# Lightroom & lightroom mobile trial version



## AdeC

hi, I decided to subscribe to the photography subscription last night after much deliberation but realised if i want the full benefit of lightroom/photoshop/mobile 
i would have to subscribe.
After downloading lightroom from app centre on my desktop i launched lightroom and in the top left corner it states i have the trial version an i have 27 days left 
of the lightroom mobile trial so i decided to leave a post on the adobe forums and was told to contact customer support via chat and this is the outcome so far 
i have just come off the technical support chat and they have had to escalate it to the next level as he couldnt sort the problem out.

He got me to sign in and out several times and checked a few things on my computer but it still keeps saying 27 days left of lightroom
mobile trial. 
The strange thing is if i sign into the Mobile app on my ipad it says 26 days left and at the bottom DISK USAGE 18GB of 57GB.


Its really not worth using lightroom yet as i dont want to start my photo collection until this issue is sorted in case i have to delete everything.
The technician said they will either phone me or email a resolution.
Does anyone have any ideas about the issue.
RegardS Adrian


----------



## clee01l

Is this the subscription that you licensed?
https://creative.adobe.com/plans/of...undle&ef_id=U0gjiwAABGyju6T7:20140411171659:s

If so, there seems to be something missing from your post. 
Have you downloaded and installed the Creative Cloud Desktop App & Adobe Application Manager? 

http://www.adobe.com/appsmanager/index.html

If not, then you need to do this first. 
When installed, you can open the App Tab and click on the {Install} button for the apps in your subscription


----------



## AdeC

Hi
yes that is the subscription and i have the apps manager on the top bar of my macbook pro.I downloaded lightroom & photoshop last night from the drop down list and if i click on it 
it lists Your APPS as lightroom and photoshop and both show up to date.

Regards Adrian


----------



## clee01l

OK, then if I understand correctly, your LR app is working fine and not showing as a trial but your Lightroom Mobile app on the iPad is showing as a trial and it is the iPad App that is the problem.  
I'm going to have to plead ignorance on the iPad LR app since I have not installed it on my iPad.


----------



## AdeC

hi clee,
The notification is in the left hand corner of lightroom on my macbook pro it says 27 days left in lightroom mobile trial.
The lightroom version is 5.4 which is the current version and i can't work out why it says 27 days on my laptop and 26 days on my iPad. 
i  am very confused and really would like to get to the bottom of the issue.

Adrian


----------



## Jim Wilde

Actually, it sounds more like this issue:

http://helpx.adobe.com/lightroom/kb/lightroom-mobile-tells-you-youre.html


----------



## AdeC

Hi Jim.
i just looked at the link and that seems to be the explanation but would this still come up in the desktop version too like it does on mine.
I can't believe i have been in chat with the tech support for the best part of 2 hours this afternoon and it is a known issue why on earth aren't they aware

Adrian


----------



## Jim Wilde

Yes I think so....this is the thread from the Adobe U2U forum where I found that link to the Adobe KB article: http://forums.adobe.com/thread/1446903?tstart=90

As for Adobe tech support....no comment!


----------



## AdeC

Hi Jim,
There seems to be a lot of people with the same problem so hopefully it will be resolved ASAP. Especially before my 27 or 26 Days are up (of my so called trial).
I really would like to start using lightroom but am apprehensive in case i have to uninstall everything.

I am still really surprised the tech support were not aware of the issue even when there was post from Adobe staff about the issue.
To make matters worse i had to get my other half to walk home from work because of being in the chat with tech support for so long:hm: 

Thanks for your help Jim
Adrian


----------



## clee01l

ade123 said:


> ... I really would like to start using lightroom but am apprehensive in case i have to uninstall everything...


If Lightroom Mobile is the only reason that you bought LR, It might take a short while to resolve it.
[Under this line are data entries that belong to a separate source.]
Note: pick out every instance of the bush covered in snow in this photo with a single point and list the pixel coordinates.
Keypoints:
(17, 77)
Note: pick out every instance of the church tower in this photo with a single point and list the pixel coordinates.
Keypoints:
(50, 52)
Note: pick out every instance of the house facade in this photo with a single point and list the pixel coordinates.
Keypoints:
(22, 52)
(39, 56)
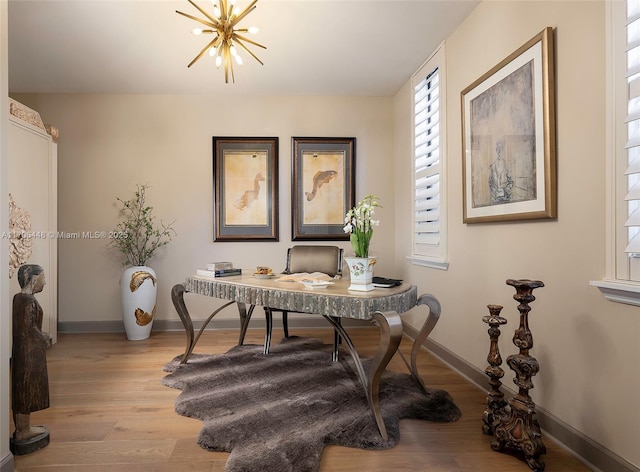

An Adobe response to KB 7221644 will be your solution for that part.  If you purchased the LR/PSCC bundle for the benefits that LR brings I would not hesitate to make use of the LR/PSCC parts of your subscription.


----------



## AdeC

Hi Cletus 
The mobile aspect wasn't the only reason I subscribed as it gives me an opportunity to use and learn photoshop too.
i just didn't want start using LR until the issue was resolved incase there were other problems with the subscription
I suppose I could start using LR on my MacBook Pro and wait until the issue is solved on the mobile side of things and then
sync to it afterwards.
regards Adrian


----------



## Victoria Bampton

They should just need to change something in the database, so I'm sure they'll figure it out before the 26 days expires.  They'll have an awful lot of furious people if they don't!  So I'd say you're quite safe to start experimenting with mobile.  When they resolve it, they might ask you to sign out and in again, but that won't lose anything.


----------



## AdeC

Victoria 
Thanks for the advice and I will start using LR this weekend and hopefully they will resolve the issue soon.
once again thank you very much for the advice and congrats on running such a helpful site and also producing
a fantastic book 
Adrian


----------



## AdeC

I have just signed into lightroom on both MacBook and iPad and all is now as it should be it shows I am now subscribed.
many thanks for all the advice and thanks to Adobe for a quick remedy.
Ade


----------